Portugal tem que mudar a sua estratégia diplomática em relação a Espanha e aproximar-se mais das posições britânicas – porque de Espanha não é possível esperar qualquer compromisso diplomático sério. Espanha é hoje, na Europa, um Estado pária, fortemente dividido pelas nacionalidades e em avançado estado de putrefacção.

Trezentos e setenta e dois anos depois de 1 de Dezembro de 1640 que expulsou o domínio filipino de Portugal que Espanha nunca aceitou; 198 anos depois da Conferência de Viena que outorgou a Portugal o direito ao território de Olivença que Espanha nunca respeitou; e trinta anos depois da entrada de ambos os países na União Europeia, Espanha continua a ter uma atitude de hostilidade gratuita e irracional em relação a Portugal.

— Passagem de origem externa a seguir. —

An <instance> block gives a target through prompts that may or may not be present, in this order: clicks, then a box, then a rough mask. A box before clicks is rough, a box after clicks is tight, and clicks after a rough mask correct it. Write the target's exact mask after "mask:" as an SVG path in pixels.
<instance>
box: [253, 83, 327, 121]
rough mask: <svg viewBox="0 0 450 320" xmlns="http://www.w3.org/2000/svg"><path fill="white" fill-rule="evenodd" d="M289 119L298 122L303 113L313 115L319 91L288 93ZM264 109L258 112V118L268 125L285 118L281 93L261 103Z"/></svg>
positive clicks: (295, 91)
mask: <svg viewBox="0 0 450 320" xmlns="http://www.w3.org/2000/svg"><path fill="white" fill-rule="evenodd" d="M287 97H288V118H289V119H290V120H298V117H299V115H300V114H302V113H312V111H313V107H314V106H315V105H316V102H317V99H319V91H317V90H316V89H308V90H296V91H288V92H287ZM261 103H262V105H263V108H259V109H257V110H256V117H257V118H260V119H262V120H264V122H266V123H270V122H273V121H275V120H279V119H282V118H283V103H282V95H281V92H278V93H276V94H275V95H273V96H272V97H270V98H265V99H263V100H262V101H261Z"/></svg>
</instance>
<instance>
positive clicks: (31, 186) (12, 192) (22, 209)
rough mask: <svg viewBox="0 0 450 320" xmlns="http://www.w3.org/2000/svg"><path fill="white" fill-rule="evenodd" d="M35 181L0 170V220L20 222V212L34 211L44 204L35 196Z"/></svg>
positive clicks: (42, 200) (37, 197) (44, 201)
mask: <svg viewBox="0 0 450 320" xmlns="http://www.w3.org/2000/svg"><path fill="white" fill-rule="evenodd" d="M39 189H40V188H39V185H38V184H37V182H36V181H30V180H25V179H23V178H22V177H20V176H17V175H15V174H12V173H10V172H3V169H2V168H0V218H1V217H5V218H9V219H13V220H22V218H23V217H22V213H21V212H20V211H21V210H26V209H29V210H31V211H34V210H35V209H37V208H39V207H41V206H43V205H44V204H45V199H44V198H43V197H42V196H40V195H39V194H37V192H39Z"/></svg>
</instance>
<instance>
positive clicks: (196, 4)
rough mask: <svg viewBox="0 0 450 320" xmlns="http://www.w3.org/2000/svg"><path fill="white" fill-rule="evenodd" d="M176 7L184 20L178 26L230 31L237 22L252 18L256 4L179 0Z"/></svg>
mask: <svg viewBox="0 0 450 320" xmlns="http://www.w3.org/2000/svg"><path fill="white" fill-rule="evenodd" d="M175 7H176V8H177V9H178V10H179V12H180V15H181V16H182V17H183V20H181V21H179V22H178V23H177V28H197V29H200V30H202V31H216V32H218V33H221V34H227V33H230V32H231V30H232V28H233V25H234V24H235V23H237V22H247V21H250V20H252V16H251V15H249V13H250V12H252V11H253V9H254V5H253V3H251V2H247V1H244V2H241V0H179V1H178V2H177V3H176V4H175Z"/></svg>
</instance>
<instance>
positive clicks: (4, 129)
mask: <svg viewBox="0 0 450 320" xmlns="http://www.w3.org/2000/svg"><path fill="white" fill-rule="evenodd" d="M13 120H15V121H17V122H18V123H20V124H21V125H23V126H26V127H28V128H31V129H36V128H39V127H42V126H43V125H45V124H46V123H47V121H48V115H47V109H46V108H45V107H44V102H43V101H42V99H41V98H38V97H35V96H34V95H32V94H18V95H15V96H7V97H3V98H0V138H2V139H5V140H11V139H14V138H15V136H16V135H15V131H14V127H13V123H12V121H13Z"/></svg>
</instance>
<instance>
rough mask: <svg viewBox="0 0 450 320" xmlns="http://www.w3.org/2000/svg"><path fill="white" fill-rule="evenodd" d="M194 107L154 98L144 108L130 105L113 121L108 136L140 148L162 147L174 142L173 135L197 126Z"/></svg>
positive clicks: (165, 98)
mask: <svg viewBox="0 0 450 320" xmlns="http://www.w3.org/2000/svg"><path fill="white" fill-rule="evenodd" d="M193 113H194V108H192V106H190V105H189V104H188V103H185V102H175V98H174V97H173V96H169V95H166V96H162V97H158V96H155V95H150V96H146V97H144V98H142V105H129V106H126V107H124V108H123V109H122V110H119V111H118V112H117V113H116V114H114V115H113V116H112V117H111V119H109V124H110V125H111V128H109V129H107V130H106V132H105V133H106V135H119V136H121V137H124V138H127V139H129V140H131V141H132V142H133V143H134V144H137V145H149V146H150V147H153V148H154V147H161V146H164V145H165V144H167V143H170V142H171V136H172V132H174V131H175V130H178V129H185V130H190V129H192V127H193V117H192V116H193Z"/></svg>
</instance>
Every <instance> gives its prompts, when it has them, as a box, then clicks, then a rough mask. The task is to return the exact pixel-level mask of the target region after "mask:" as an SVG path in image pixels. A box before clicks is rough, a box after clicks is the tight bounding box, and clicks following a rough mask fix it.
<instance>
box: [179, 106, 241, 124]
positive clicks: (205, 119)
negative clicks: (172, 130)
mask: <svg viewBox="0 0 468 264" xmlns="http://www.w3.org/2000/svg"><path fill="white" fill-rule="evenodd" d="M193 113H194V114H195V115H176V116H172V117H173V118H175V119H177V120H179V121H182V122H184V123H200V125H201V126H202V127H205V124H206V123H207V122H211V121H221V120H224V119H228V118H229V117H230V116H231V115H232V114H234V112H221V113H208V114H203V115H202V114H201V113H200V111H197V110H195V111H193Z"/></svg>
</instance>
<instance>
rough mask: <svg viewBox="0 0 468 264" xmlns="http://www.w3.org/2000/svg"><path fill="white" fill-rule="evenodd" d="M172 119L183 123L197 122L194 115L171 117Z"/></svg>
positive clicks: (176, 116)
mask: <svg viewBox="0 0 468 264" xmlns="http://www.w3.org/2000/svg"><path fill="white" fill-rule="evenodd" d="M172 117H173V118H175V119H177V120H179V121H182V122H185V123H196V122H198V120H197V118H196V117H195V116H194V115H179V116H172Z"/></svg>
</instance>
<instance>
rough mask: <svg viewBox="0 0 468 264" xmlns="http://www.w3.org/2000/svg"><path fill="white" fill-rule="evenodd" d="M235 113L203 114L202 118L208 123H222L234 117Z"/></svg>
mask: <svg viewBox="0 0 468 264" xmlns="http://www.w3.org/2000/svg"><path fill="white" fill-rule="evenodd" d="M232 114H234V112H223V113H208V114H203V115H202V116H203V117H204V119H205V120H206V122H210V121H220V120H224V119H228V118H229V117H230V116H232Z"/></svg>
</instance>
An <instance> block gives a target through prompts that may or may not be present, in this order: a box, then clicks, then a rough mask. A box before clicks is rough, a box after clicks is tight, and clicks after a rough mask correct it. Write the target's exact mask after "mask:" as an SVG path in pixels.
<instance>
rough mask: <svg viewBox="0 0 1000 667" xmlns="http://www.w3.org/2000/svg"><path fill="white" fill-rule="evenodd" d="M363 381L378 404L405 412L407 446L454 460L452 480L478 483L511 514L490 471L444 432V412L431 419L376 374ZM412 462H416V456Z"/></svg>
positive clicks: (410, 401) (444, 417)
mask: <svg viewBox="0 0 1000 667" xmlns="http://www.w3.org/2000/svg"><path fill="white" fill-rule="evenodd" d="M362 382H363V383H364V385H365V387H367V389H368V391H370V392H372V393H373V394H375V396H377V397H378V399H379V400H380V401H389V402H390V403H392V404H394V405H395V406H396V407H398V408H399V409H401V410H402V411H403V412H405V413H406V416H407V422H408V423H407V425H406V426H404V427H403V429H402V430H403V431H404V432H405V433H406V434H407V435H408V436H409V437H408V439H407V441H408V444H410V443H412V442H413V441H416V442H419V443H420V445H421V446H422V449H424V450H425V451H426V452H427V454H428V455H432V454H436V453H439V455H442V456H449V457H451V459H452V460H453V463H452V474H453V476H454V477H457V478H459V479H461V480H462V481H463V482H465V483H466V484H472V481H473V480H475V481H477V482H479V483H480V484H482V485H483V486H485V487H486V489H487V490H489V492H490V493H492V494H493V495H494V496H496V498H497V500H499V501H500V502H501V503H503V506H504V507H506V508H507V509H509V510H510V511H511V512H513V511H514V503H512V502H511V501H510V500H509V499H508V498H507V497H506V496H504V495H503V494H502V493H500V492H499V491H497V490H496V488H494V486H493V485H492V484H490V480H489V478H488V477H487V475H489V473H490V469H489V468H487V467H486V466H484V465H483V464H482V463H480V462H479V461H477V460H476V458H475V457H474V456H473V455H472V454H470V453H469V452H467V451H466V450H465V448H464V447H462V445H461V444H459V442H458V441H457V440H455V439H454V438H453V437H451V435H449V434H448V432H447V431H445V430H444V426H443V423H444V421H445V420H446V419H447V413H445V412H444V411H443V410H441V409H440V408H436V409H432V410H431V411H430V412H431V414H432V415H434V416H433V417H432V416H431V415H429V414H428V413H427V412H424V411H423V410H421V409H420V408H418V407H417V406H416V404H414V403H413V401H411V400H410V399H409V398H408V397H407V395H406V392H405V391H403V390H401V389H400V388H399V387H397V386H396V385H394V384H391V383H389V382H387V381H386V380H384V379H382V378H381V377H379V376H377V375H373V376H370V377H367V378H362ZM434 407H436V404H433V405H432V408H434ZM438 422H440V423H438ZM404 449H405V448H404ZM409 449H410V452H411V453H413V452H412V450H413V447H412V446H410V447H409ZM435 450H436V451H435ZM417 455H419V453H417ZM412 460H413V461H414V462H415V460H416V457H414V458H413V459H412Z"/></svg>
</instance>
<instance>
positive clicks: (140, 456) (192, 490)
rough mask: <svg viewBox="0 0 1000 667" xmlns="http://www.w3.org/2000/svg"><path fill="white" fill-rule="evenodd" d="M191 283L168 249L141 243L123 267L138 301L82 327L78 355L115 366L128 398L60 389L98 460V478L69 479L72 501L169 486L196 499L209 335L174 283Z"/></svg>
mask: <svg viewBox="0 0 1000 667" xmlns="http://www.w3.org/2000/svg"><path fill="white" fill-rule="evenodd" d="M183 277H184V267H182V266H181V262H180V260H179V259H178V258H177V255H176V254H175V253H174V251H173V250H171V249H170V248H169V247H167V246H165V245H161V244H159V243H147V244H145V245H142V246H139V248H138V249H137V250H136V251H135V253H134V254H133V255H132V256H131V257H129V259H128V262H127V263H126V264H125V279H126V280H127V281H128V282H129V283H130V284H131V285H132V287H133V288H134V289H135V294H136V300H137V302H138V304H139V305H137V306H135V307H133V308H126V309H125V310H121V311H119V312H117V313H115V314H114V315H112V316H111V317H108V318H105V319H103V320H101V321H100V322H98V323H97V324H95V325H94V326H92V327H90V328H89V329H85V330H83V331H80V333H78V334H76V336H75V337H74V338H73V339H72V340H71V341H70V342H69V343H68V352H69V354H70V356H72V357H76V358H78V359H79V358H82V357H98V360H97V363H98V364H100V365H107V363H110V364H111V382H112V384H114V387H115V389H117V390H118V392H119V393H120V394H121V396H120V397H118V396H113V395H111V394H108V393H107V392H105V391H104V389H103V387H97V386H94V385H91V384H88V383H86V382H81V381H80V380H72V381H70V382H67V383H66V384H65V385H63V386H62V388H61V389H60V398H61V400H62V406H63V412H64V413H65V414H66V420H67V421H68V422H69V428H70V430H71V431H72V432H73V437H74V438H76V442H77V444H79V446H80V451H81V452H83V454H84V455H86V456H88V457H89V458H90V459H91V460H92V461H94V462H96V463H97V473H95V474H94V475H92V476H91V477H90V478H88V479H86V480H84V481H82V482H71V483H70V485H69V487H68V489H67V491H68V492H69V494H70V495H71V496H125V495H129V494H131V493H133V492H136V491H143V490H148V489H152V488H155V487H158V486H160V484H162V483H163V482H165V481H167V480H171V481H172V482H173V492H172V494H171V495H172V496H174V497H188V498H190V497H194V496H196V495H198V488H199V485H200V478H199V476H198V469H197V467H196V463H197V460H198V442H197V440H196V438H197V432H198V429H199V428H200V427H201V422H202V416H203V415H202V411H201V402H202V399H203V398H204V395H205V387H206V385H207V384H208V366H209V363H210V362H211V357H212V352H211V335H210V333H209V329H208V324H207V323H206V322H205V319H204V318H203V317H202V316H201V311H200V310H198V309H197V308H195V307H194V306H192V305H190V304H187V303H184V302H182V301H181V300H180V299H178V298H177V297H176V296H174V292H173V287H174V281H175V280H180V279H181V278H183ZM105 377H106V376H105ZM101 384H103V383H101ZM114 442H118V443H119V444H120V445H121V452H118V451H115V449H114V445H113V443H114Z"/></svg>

Em resposta a esta contínua e multi-secular guerra de guerrilha castelhana em relação ao nosso país e ao nosso povo, a diplomacia portuguesa terá que mudar não só no que respeita aos apoios internacionais, mas também em relação à forma como lida com as nacionalidades espanholas – incentivando quanto for possível o desmembramento de Espanha em tantos países independentes quantas as nações que existem sob o controlo de Castela. E há muitas formas “politicamente correctas” de fazer isto.

É preciso acabar com a Espanha do centralismo castelhano, de uma vez por todas.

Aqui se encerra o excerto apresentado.